So the Philadelphia Inquierer published some quite informative articles on the Miss America pageant. This may be in part because Atlantic City where it is held is within the paper's greater readership area.
What we learn from all of this, and from thinking about it, is that Miss America is in crisis. The removal of the old board and the introduction of a new leadership has caused a break. Many people feel they were basically told the competition had to either drop the swimsuit portion, or be dropped by ABC. It is now clear that was never the case, and they feel lied to.
However a bigger break seems to be a fight over the wording of the contracts. The new leadership, if I am reading what is going on correctly, seems to want to make Miss America an at will employee of the Miss America organization. Weather they would remove her without good cause is hard to say, but I can see people not wanting to make removal easier. There is also talk of giving her bonuses if she does her job well.
Such changes are a lot bigger than ending the swim suit competition and opening the processional to any outfit, not just evening gowns.
Also unclear is how the trickle down from the national organization works. Will all state competitions no longer be allowed swim suit competitions and evening gowns as of next year.
Related to this there has been some argument over the amount of scholarship money given out by Miss America. It used to claim $45 million, but only around $2 million is actually traced. One issue often overlooked is scholarship awards are a funky thing.

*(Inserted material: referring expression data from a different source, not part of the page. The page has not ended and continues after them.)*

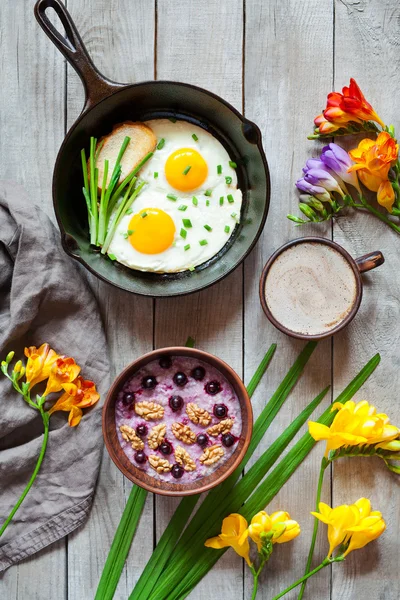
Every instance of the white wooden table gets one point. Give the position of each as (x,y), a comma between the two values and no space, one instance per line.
(275,61)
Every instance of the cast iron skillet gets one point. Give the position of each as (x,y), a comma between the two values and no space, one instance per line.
(108,103)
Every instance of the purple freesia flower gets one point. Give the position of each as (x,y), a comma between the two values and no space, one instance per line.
(336,158)
(323,179)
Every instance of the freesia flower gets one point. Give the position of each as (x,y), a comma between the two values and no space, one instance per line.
(344,108)
(234,534)
(355,525)
(64,370)
(373,160)
(79,394)
(353,425)
(40,360)
(278,527)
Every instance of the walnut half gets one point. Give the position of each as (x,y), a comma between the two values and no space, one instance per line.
(197,414)
(150,411)
(183,457)
(161,465)
(183,433)
(129,435)
(222,427)
(211,455)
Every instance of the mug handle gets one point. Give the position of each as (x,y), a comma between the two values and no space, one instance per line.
(370,261)
(97,87)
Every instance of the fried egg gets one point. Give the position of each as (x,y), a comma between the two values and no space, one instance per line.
(189,206)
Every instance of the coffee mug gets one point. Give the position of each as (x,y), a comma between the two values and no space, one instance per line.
(311,287)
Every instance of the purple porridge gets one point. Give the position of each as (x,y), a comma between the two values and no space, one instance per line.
(178,419)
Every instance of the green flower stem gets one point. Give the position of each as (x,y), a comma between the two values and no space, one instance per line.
(324,464)
(46,419)
(325,563)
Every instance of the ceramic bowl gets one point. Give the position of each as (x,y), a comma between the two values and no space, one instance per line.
(143,479)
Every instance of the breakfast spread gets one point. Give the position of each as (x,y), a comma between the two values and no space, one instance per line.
(178,419)
(310,288)
(164,195)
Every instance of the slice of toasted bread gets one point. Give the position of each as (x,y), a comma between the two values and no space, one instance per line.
(141,143)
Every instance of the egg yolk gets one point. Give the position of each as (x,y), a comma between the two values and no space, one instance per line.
(186,169)
(153,231)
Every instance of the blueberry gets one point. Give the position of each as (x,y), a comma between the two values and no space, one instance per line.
(180,379)
(177,471)
(220,410)
(149,382)
(202,439)
(228,440)
(198,373)
(141,430)
(140,457)
(165,362)
(128,398)
(213,387)
(166,448)
(176,403)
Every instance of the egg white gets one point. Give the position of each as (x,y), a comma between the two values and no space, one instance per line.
(154,195)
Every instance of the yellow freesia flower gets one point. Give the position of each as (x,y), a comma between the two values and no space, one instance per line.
(353,425)
(279,525)
(234,534)
(355,524)
(39,363)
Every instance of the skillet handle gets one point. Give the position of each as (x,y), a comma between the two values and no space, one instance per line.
(97,87)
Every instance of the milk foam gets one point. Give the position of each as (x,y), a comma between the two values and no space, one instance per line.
(310,288)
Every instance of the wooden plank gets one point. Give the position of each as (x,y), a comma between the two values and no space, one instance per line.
(201,43)
(121,43)
(367,38)
(31,131)
(288,63)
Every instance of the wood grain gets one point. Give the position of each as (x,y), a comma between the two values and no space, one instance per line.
(201,43)
(367,47)
(288,64)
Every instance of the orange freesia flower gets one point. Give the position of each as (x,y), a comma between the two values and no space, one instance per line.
(40,360)
(79,394)
(350,106)
(373,160)
(63,371)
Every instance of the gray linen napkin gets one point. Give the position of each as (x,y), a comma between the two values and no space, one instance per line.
(44,298)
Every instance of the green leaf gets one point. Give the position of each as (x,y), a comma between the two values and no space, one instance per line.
(121,544)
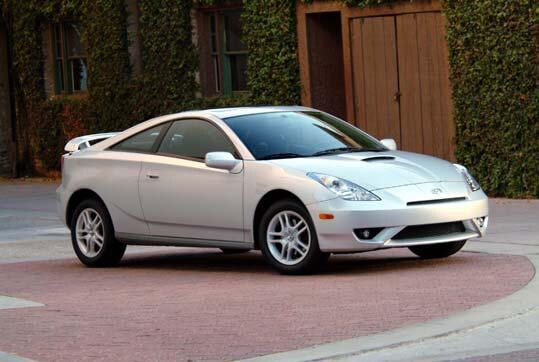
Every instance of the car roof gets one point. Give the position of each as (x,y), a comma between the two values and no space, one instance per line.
(224,113)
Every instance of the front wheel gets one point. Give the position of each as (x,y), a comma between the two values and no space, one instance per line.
(288,239)
(435,251)
(92,235)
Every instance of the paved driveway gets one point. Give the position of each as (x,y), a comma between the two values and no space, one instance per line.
(199,304)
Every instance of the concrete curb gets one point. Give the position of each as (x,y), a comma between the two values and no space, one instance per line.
(523,301)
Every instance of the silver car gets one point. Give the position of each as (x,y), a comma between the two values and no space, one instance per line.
(294,182)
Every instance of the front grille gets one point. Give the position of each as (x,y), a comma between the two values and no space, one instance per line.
(429,230)
(438,201)
(367,233)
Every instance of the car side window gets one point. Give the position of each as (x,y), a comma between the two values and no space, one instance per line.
(141,142)
(194,138)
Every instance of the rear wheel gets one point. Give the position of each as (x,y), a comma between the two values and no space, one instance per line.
(92,235)
(435,251)
(288,239)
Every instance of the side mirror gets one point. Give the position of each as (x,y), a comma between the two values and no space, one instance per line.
(221,160)
(389,143)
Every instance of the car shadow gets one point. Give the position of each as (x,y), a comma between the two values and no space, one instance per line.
(209,260)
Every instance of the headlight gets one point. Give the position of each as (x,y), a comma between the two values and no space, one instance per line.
(474,185)
(344,189)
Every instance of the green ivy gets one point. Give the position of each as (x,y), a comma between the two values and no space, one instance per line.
(270,31)
(493,54)
(169,57)
(493,61)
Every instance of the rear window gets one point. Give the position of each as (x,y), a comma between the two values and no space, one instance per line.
(145,141)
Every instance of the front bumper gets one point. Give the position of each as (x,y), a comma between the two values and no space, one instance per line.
(393,214)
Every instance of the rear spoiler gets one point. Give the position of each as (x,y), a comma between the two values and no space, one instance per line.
(80,143)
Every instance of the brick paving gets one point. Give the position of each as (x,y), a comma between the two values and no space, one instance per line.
(202,305)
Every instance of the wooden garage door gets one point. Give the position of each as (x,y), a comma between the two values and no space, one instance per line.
(401,81)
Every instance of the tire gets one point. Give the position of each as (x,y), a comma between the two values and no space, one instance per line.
(234,251)
(86,242)
(303,259)
(436,251)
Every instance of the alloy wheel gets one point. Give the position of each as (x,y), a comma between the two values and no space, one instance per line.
(90,233)
(288,237)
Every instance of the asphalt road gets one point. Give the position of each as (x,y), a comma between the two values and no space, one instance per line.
(180,304)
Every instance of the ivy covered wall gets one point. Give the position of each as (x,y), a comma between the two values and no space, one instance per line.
(493,59)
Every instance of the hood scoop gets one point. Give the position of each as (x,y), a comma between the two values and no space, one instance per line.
(378,158)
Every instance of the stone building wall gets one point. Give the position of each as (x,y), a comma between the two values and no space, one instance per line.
(6,144)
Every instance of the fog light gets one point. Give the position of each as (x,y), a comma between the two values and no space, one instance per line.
(367,233)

Miss America compensated winners in furs and movie contracts in the 1930s. In 1944 it began giving out college scholarships. However contestants must be between age 18 and 26. Maybe it is time to reconsider the top age and move to 30. Either way, not all 26-year-olds will be going to college within the allowed time for the scholarship money. Others will have bills below what they win. This might not be a direct likelihood for those people the top prize, but many of these contestants will have other scholarship sources. So like most scholarships that awarded and that paid out is not the same.

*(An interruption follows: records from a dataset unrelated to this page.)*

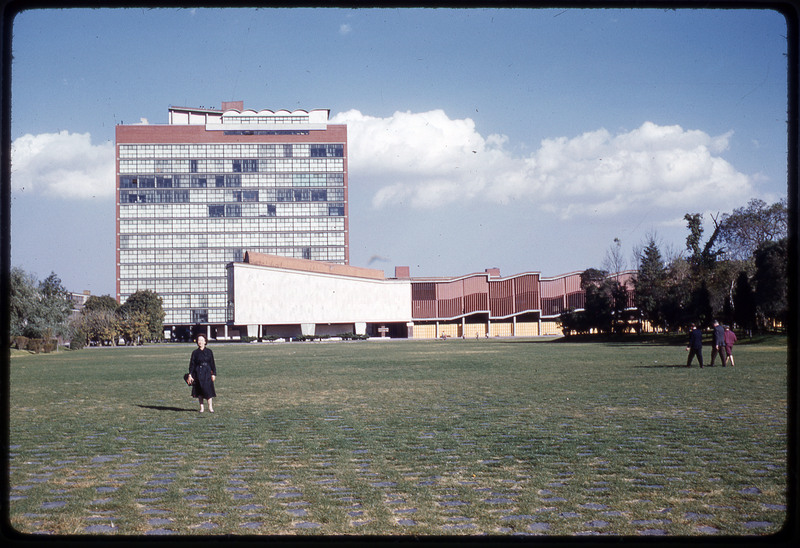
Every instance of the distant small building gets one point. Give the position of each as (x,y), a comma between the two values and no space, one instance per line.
(78,301)
(286,297)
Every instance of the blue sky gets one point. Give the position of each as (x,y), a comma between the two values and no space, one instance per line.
(518,139)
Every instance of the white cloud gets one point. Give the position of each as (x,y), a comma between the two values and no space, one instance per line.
(428,160)
(62,165)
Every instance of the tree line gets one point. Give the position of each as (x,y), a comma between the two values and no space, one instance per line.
(738,275)
(41,312)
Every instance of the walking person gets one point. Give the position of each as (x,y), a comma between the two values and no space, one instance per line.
(730,340)
(203,373)
(695,347)
(718,344)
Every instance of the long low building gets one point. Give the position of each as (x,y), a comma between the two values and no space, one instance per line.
(270,295)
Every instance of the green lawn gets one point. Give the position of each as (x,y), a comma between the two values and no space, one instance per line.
(495,436)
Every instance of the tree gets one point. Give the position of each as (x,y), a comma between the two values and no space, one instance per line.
(134,326)
(100,326)
(744,303)
(614,262)
(771,282)
(55,306)
(149,304)
(699,309)
(747,228)
(23,300)
(650,284)
(105,302)
(37,309)
(701,259)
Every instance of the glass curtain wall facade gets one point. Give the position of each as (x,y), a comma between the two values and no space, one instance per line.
(193,197)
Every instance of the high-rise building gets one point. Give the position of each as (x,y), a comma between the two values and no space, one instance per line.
(195,194)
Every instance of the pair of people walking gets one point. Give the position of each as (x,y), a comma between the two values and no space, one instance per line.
(722,342)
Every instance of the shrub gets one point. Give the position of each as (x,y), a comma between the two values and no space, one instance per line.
(35,345)
(78,340)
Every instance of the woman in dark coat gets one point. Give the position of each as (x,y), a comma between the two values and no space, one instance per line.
(203,373)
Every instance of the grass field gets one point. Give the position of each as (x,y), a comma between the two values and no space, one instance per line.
(449,437)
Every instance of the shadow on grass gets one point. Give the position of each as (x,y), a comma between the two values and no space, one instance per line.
(683,366)
(166,408)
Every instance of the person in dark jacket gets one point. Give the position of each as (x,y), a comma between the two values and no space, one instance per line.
(695,347)
(718,344)
(203,373)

However Miss America has another problem. It is actually the main motivation behind dropping the swim suit competition, although I am not sure that change will fix the other problem. In the 1980s annual competitors within the system could number 85,000. This year, only 4,000 women entered into the competition at its sub-state level feeder competitions.
Why this is I cant say for sure. Marriage rates for women in this age bracket have dropped. Have any competitors with out-of-wedlock children ever participated? Even if they are not formally barred, post-pregnant bodies are a hard fight against those that were never such in many cases.
There are many other issues. There are lots more options for women in sports, other scholarship options have also multiplied. Social stigma against pageants has increased. At the same time all youth organizations have struggled. Boy Scouts a little less since the LDS-Church propped it up, but the break between the LDS Church an Boy Scouts may have been because the system called for a level of social capital not workable any more. It also was mainly just the LDS Church and BSA and Boy Scouts Canada, and only on the boys not the girls side. All this made the attempt of leaders of the Church of Jesus Christ of Latter-day Saints such as Russell M. Nelson to create a unifying worldwide program only workable if scouts was left behind.
There is another possible issue. This is competition inflation. Basically over time people run up the stakes of competitions by trying harder and harder to win. This increases the direct financial costs of winning and more often the opportunity cost, the amount of time diverted to winning as opposed to other things.
Closely related to this is the likelihood that the number of local level competitions has fallen. Whenever such a competition folds, it probably decreases the likelihood people will participate.
Right now Miss America is facing the effects of years of fewer competitors and apparently a loss of sponsors. The new contracts seem to say your scholarship money is unsure, and you will be more at will. I can see why people are reluctant to sign such especially with a lack of transparency at the top. Rewriting the contracts the same year the competition itself was so fully reformatted was a very bad idea.